As to the bad faith claims for delays in the investigation and low ball offers, the trial court observed that plaintiff and his wife did not even appear at trial to support their claims. Rather they relied on witnesses associated with the insured to focus on the allegedly improper claims handling, and apparently an expert witness (whose testimony or report was not persuasive to the trial court judge). The trial court found plaintiff failed to meet his burden by putting on clear and convincing evidence of bad faith.
The Superior Court affirmed.
The “low ball” offer claim fails
In addressing the “low ball offer” bad faith claim, the court contrasted the instant facts with those in the seminal Boneberger case. In Boneberger, the trial court found the insurer’s witnesses lacked credibility, did not conduct at IME when challenging medical records, actively promoted unethical claim handling practices, and that the insureds only brought suit after long negotiations and an arbitration award. In the present case, there were no similar credibility rulings against the insurer, there was an IME, and there was no finding the carrier promoted an unethical philosophy. Further, instead of allowing the investigation to develop, the bad faith suit was filed in short order, without any prolonged negotiations and before the arbitration award.

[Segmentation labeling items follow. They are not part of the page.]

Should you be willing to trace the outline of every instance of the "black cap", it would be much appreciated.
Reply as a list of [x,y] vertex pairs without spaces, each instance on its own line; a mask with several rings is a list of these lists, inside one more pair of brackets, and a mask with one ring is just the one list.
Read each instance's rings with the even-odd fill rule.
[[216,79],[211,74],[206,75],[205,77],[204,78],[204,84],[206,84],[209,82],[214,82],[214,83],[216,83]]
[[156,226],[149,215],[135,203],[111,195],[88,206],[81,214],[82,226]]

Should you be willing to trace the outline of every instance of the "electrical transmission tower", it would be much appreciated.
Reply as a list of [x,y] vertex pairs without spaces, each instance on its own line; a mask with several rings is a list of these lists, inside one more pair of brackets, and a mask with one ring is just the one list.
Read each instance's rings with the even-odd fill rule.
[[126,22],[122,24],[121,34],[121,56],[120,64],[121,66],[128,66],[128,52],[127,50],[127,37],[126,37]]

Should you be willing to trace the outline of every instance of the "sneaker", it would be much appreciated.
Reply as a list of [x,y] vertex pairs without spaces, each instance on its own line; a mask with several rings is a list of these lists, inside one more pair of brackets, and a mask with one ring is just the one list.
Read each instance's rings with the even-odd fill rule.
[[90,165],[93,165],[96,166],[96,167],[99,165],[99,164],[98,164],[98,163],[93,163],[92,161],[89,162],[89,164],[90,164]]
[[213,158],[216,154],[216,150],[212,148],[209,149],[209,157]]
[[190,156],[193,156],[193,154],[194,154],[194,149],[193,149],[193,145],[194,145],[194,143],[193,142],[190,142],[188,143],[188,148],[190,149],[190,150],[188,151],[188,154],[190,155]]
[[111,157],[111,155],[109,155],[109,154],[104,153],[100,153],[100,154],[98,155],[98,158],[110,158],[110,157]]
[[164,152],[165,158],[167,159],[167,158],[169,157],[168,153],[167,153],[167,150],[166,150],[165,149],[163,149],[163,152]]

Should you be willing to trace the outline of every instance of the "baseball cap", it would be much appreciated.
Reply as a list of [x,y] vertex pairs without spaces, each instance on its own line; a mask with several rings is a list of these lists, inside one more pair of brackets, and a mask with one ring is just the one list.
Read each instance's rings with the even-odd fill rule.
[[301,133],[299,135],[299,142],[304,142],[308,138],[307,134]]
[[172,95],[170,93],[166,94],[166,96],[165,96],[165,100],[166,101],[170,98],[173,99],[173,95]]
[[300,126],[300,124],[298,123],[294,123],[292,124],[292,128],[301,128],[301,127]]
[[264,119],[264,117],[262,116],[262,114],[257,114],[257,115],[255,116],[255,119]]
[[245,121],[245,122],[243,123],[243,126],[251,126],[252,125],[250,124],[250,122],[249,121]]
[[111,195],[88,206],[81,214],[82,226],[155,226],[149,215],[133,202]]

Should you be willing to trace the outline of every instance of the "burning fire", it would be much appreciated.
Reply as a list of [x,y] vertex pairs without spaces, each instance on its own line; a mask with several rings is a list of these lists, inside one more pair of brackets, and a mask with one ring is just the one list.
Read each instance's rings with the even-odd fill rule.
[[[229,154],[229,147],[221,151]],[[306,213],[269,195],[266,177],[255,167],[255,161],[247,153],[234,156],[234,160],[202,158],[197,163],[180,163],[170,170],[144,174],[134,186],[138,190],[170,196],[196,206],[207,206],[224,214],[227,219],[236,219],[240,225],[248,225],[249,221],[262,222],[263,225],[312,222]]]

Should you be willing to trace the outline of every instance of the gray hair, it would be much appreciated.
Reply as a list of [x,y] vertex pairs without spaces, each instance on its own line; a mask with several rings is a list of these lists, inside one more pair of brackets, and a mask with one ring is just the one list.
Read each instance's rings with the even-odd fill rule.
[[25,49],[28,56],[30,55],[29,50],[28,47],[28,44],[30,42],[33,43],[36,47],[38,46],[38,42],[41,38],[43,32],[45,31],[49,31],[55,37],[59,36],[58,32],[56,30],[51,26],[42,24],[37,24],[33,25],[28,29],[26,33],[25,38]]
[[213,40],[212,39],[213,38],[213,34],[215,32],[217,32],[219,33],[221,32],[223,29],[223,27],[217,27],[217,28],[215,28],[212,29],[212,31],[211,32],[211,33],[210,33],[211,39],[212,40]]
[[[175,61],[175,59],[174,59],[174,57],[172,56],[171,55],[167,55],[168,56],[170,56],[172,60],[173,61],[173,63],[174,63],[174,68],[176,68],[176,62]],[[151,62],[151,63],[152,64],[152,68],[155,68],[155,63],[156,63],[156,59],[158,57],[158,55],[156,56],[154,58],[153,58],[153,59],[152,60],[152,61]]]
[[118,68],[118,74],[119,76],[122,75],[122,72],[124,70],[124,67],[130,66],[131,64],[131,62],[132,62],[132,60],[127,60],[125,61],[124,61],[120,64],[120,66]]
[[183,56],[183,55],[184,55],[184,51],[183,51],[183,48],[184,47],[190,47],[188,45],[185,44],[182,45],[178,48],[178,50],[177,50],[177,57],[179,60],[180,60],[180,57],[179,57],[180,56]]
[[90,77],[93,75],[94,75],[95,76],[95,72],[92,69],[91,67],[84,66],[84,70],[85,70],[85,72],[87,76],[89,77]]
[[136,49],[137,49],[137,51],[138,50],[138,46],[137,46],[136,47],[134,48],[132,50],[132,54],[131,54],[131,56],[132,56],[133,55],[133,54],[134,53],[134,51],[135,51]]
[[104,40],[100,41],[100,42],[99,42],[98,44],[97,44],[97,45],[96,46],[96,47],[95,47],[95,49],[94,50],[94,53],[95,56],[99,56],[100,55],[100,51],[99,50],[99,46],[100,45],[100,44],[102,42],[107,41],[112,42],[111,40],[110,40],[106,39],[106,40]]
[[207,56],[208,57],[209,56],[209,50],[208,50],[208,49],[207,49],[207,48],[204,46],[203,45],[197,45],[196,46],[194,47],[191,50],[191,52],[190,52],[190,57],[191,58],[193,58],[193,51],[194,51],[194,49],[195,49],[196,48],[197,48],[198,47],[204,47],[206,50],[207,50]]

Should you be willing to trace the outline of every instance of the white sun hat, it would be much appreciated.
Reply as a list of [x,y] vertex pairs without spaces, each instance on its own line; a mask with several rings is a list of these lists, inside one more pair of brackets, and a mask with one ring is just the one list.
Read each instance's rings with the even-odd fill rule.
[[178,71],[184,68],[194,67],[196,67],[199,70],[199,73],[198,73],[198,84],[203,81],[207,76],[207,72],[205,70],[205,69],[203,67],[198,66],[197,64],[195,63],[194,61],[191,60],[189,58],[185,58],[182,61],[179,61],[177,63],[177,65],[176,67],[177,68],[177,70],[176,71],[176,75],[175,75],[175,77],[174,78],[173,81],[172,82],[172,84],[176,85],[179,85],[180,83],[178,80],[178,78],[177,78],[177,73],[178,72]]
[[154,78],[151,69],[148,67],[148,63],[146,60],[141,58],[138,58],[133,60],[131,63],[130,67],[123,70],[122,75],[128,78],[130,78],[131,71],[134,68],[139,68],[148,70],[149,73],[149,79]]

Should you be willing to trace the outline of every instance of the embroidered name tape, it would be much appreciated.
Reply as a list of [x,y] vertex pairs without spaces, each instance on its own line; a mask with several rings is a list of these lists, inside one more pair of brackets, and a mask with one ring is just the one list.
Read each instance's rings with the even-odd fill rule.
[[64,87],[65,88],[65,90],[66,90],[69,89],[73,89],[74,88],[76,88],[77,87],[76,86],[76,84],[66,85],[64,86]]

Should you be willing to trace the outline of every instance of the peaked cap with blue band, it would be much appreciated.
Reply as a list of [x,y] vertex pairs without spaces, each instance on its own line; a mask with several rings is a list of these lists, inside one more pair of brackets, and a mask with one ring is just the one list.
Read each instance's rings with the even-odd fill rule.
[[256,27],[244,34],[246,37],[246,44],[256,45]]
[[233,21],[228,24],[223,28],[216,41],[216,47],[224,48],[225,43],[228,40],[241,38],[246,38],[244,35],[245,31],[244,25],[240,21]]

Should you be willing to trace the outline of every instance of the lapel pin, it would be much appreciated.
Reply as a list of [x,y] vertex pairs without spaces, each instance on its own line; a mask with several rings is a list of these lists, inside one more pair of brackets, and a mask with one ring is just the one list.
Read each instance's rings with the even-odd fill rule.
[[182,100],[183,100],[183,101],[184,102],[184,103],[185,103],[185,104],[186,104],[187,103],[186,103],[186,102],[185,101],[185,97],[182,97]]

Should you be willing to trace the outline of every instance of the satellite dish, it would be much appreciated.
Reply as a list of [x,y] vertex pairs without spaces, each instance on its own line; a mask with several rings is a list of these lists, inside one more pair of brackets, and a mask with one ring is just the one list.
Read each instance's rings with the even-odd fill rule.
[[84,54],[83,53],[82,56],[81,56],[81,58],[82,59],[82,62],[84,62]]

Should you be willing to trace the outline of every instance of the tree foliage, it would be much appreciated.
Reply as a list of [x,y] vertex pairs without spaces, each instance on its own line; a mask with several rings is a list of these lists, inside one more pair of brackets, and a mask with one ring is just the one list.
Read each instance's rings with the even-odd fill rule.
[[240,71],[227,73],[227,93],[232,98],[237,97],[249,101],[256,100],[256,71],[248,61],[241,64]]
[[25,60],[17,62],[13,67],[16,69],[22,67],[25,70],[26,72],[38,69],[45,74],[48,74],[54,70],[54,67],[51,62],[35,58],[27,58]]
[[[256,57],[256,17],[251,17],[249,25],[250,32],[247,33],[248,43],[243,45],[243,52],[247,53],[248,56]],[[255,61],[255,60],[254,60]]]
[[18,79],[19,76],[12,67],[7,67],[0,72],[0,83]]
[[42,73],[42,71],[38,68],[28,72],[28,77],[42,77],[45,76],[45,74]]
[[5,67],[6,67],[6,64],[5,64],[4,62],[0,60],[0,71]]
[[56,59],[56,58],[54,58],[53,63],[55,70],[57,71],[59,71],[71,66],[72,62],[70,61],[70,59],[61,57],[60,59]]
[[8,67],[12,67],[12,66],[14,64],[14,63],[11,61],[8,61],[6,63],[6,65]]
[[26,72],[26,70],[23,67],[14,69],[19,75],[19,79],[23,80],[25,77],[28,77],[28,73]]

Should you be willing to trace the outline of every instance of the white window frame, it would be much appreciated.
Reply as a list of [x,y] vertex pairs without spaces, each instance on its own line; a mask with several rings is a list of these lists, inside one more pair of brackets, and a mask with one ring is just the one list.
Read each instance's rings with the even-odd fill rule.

The Superior Court also rejected the argument that the arbitration award was evidence of bad faith “low ball” offers. As the court observed, the arbitrator did not find plaintiff and his wife credible, found their medical and wage evidence unreliable, and failed to explain sufficiently the basis for his damage awards. “The fact that the arbitrator awarded damages which were less than those sought … but more than what [was] offered does not support a finding that [the insurer] acted in bad faith.”
The claim handling argument fails
The court then rejected the argument for bad faith in evaluating the information plaintiff provided to the insurer. In rejecting this argument, the court not only found it “scattershot, unsupported by legal authority and undeveloped[,]” but made clear what courts will not do in reviewing cases on appeal.
The Superior Court will not play the role of advocate
“Arguments not appropriately developed include those where the party has failed to cite any authority in support of a contention. This Court will not act as counsel and will not develop arguments on behalf of an appellant. Moreover, we observe that the Commonwealth Court, our sister appellate court, has aptly noted that [m]ere issue spotting without analysis or legal citation to support an assertion precludes our appellate review of [a] matter.”
“While the [insureds] complain that [the insurer] failed to properly evaluate certain medical and wage evidence they provided, they do not specify the evidence, explain its relevance, or state where it is in the record. … The certified record, including transcripts, is nearly 6000 pages. While we have undertaken careful review, it is not our responsibility to comb through the record seeking the factual underpinnings of a claim. Commonwealth v. Mulholland, 702 A.2d 1027, 1034 n.5 (Pa. Super. 1997) (‘In a record containing thousands of pages, this court will not search every page to substantiate a party’s incomplete argument’).”
Superior Court would not reverse trial court credibility determination on expert
The Superior Court also ruled plaintiff had waived the argument that the trial court failed to properly consider expert testimony, while still observing that the “trial court, as the finder of fact, is free to believe all, part or none of the evidence presented. Issues of credibility and conflicts in evidence are for the trial court to resolve; this Court is not permitted to reexamine the weight and credibility determination or substitute our judgment for that of the fact finder.”